Bruggen bestonden niet alleen om water te overbruggen. Bij het verdedigen van een kasteel of een stad, zoals Alkmaar, tegen een vijand of een ander gevaar was de brug een verdedigingswerk. Bruggen waren er om verder te kunnen gaan, maar ook om te kunnen tegenhouden.

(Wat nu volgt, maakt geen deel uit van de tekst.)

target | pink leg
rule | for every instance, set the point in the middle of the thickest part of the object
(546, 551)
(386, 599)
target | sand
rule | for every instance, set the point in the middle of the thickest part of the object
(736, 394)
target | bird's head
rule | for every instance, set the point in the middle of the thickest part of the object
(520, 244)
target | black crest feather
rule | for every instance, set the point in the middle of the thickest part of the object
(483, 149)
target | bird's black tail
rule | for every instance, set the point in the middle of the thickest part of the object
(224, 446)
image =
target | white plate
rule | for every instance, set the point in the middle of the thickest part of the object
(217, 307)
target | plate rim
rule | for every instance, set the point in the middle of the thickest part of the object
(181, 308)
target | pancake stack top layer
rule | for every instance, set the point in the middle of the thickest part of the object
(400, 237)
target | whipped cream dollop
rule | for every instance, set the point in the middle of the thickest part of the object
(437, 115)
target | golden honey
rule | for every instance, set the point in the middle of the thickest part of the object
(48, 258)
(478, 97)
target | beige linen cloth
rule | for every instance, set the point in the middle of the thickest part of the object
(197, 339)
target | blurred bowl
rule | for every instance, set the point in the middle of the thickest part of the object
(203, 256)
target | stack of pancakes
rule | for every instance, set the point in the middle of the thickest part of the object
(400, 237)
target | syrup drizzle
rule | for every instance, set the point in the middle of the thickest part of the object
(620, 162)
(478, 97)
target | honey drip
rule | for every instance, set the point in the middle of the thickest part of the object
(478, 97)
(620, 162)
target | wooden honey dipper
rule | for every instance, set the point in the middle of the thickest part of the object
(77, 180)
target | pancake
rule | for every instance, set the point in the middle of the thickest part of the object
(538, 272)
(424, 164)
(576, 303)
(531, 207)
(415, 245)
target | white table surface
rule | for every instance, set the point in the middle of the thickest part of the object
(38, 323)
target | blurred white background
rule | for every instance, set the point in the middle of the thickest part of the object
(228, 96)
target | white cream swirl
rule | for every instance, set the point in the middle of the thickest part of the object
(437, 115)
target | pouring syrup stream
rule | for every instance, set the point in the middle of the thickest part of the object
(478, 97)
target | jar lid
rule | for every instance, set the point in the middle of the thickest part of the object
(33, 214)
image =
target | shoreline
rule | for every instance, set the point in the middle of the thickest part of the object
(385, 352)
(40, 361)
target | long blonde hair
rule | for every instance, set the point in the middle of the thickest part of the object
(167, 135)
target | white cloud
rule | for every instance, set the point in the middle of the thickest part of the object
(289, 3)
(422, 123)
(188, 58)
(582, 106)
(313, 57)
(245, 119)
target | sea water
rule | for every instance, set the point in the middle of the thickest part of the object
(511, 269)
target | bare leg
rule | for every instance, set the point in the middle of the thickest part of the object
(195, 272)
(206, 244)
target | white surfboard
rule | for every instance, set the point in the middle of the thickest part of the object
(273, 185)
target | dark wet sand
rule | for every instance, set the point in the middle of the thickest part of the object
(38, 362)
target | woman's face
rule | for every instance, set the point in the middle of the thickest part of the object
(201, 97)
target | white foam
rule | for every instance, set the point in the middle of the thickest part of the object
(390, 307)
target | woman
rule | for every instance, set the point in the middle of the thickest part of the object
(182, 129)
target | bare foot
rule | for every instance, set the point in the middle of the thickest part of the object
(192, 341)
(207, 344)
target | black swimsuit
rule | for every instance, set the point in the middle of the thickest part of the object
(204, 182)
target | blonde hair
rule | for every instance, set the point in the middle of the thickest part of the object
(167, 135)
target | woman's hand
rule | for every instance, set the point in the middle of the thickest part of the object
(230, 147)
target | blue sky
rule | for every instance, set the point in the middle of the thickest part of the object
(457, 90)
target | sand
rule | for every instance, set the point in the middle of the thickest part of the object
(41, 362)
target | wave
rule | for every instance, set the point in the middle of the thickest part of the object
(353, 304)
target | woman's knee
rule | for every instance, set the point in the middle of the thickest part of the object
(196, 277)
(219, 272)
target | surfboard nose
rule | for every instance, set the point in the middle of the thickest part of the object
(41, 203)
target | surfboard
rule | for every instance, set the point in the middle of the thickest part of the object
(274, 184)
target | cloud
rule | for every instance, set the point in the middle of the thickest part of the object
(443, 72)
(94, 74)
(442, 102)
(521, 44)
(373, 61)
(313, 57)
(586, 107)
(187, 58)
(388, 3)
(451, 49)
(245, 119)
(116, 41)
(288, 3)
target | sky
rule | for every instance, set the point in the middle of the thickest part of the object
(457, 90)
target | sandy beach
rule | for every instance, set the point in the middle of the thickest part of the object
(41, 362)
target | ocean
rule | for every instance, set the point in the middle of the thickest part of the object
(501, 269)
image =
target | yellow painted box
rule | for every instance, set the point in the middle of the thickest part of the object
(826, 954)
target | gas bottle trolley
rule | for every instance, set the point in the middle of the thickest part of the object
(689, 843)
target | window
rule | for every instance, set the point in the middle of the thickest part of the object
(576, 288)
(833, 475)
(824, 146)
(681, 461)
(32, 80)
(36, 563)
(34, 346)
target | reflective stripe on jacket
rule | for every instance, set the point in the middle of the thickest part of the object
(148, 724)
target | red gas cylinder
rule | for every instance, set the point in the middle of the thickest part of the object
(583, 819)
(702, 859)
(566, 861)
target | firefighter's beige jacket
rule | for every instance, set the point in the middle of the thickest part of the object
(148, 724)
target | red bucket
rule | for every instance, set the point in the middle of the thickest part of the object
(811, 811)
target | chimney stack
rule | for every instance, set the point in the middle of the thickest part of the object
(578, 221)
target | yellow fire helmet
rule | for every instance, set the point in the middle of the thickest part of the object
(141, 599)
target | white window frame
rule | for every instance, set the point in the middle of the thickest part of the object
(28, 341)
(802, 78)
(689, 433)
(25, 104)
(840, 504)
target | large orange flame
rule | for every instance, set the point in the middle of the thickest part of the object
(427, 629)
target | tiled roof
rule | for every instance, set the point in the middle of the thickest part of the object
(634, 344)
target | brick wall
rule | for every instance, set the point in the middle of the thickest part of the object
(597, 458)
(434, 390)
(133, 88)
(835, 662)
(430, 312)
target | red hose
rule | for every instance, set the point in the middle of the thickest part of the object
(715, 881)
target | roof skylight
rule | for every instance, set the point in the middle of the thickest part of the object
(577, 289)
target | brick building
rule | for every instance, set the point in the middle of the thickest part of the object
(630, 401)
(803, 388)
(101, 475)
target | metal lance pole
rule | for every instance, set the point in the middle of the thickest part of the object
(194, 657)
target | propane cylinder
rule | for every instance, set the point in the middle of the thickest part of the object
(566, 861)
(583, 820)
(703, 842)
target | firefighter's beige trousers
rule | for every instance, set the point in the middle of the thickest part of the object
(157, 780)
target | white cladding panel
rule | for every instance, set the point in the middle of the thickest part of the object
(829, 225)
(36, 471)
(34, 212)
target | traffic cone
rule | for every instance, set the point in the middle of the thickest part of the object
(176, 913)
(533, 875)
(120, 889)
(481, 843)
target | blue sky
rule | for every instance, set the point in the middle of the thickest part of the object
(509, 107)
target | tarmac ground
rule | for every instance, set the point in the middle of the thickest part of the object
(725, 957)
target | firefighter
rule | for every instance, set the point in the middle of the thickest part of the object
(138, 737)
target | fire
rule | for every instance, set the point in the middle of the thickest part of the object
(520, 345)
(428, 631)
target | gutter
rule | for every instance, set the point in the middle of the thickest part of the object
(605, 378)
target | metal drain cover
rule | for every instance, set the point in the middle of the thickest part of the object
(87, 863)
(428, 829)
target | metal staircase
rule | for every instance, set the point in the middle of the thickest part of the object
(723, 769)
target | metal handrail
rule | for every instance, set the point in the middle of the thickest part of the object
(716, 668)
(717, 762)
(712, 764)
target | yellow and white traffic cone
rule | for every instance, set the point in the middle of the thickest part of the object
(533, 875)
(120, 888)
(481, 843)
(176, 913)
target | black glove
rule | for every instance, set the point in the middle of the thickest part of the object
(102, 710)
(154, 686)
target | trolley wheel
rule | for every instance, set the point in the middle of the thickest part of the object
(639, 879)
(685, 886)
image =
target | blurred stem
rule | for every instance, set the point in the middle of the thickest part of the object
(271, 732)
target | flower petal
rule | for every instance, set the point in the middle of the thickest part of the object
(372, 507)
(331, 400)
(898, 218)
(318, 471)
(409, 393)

Van de eerste bruggen in Alkmaar zijn geen gegevens bekend en is ook niets teruggevonden. Het oudste getekende document over een nog bestaande brug(locatie) is de kaart van de Berger- en Egmondermeren, in 1540 gemaakt door Simon Meeuwsz. voor de graaf van Egmond. Op deze kaart is Alkmaar als een klein postzegeltje, onder op de kaart, te zien. Alkmaar heeft daar drie bruggen die de stad verbinden met de ommelanden. Een daarvan loopt vanaf het Ritsevoort over de Oudegracht, de huidige Wagenaarsbrug, naar de Koorstraat. De andere twee bruggen waren de brug bij de Geesterpoort tussen het huidige Zevenhuizen en de Gasthuisstraat en de brug bij de Pieterspoort bij de huidige Pieterstraat. Dat zullen zeker val- of ophaalbruggen zijn geweest. Dit om de stad ’s avonds en bij ontij te kunnen afsluiten. Deze bruggen konden vanuit de stad worden opgehaald of worden neergelaten, zodat men van ‘buiten’ de stad niet in kon. Aan de huidige historische ophaalbruggen in de stad is nog te zien waar het te verdedigen stadscentrum lag.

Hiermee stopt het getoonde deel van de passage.